Não faltam denúncias, imagens nem números a confirmar a escalada da violência de Estado nas favelas

Não há outra palavra para denominar o cotidiano de brutalidade ao qual as favelas do Rio de Janeiro estão expostas desde que Wilson Witzel aportou no Palácio Guanabara. O pensamento de Achille Mbembe, filósofo e pensador camaronês, é o que melhor resume a banalização de operações com blindados em terra, rasantes e disparos de helicópteros do céu. São ações que produzem pânico e morte nos morros — onde vive predominantemente a população negra e de baixa renda — sem traço de melhora na percepção de segurança no Estado do Rio. O nome é necropolítica.

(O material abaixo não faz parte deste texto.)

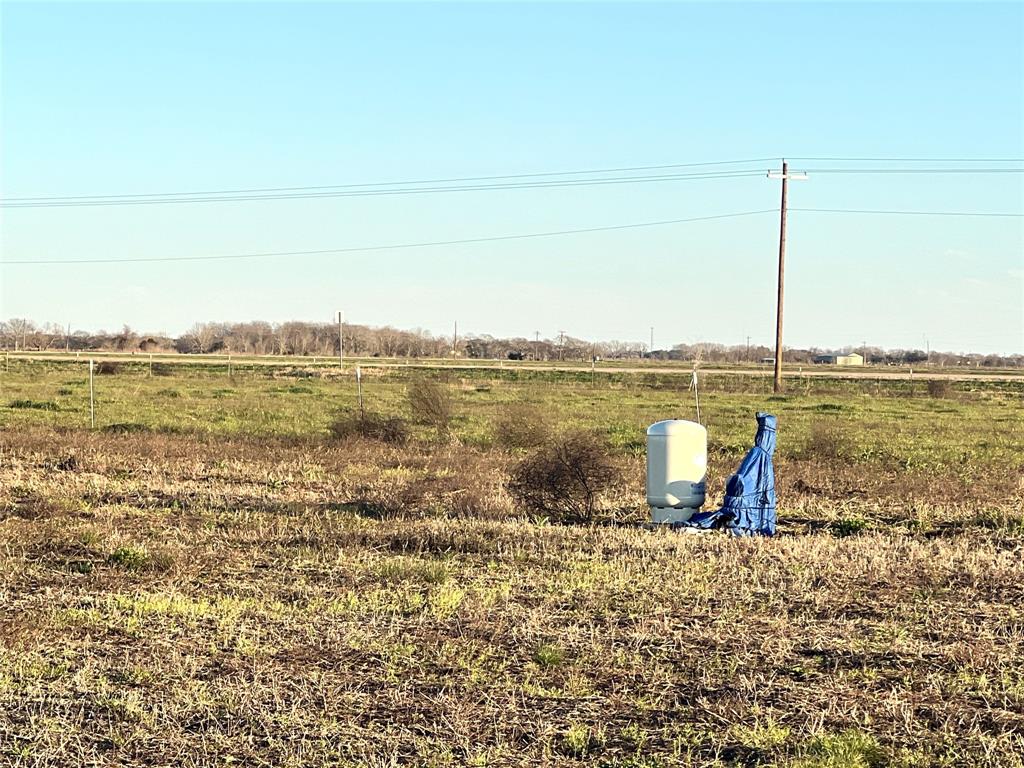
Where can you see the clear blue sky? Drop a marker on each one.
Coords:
(116, 98)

“É basicamente uma política de morte, o poder de ditar quem deve viver e quem deve morrer. Ocorre cotidianamente em diversos territórios negros e periféricos, caso das favelas, identificados como territórios de inimigos que precisam ser combatidos. Fica estabelecido que aqueles corpos são matáveis, que essas vidas têm menos valor e são, portanto, descartáveis”, define Juliana Borges, pesquisadora em antropologia e autora de “O que é encarceramento em massa” (Pólen Livros).

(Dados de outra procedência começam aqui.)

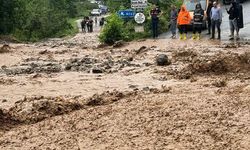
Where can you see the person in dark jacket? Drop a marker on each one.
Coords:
(155, 13)
(198, 21)
(83, 25)
(90, 25)
(208, 12)
(216, 19)
(233, 17)
(173, 21)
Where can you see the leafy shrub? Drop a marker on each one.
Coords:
(113, 31)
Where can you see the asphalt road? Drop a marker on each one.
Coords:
(244, 33)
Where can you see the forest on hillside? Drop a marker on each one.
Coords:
(32, 20)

A autora tratou do tema em artigo sobre as ações do então prefeito de São Paulo, João Doria, para dispersar frequentadores da cena de consumo de drogas na região central da capital paulista, a chamada Cracolândia. O raciocínio serve agora às intervenções que, no Rio, ganharam força como discurso eleitoral de um candidato desconhecido e materializaram-se no dia a dia das comunidades com a posse do governador.

Em agosto, seis jovens inocentes, cinco rapazes e uma moça, perderam a vida por bala perdida no Grande Rio. Esta semana, confrontos da polícia com traficantes interromperam por uma hora a circulação de trens e deixaram quatro mortos no Jacarezinho. Anteontem, no Complexo do Alemão, seis pessoas morreram, um policial ficou gravemente ferido e centenas de crianças não puderam ir à escola; na Maré, alunos tiveram de se abrigar no corredor de uma unidade de ensino.

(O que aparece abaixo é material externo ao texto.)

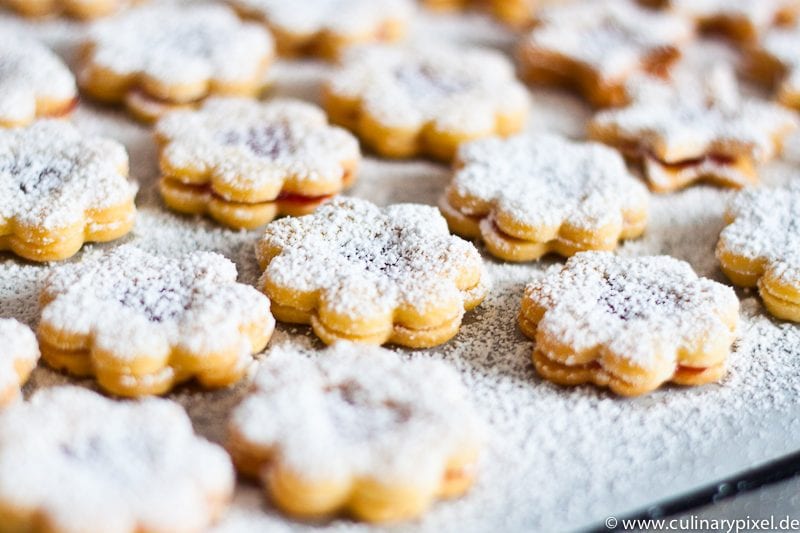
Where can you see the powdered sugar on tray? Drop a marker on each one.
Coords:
(556, 458)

De tão grave o cenário, membros da sociedade civil e representantes das comunidades estão recorrendo ao Ministério Público estadual e à Defensoria Pública. O Ministério Público Federal, por sua vez, está cobrando da Agência Nacional de Aviação Civil (Anac) a fiscalização dos helicópteros das forças de segurança do Rio. Seria atribuição do órgão monitorar estrutura, operação, gestão, treinamento, instalação da plataforma de tiros, transporte de armas, disparos a bordo e lançamentos de objetos.

Os números também confirmam a escalada da violência pela multiplicação dos confrontos. De janeiro a julho, houve 1.075 homicídios decorrentes de intervenções policiais no estado, informou o Instituto de Segurança Pública (ISP). Foi recorde histórico. Até agosto, a Rede de Observatórios da Segurança contou 1.697 operações com trocas de tiros.

Este ano, a plataforma Fogo Cruzado, que mapeia troca de tiros na Região Metropolitana, contabilizou 63 episódios de violência com três ou mais civis mortos; em 49 havia presença de policiais. As chacinas deixaram 235 vítimas fatais. Em relação ao mesmo período de 2018, houve aumento de 31% no total de casos, 58% na participação de agentes de segurança e 21% no número de mortos.

A partir das violências perpetradas no Rio, podemos enxergar uma política racista de extermínio e instrumentalização da vida, mobilizada pelo aparato estatal que impõe à população negra a morte e reforça a ideia de que a possibilidade de vida plena é atributo exclusivo da branquitude. A necropolítica não foi inventada no governo Witzel, mas tem na atual gestão uma exacerbação que não pode ser negligenciada ou simplificada”, resume Thula Pires, professora de Direito Constitucional da PUC-Rio.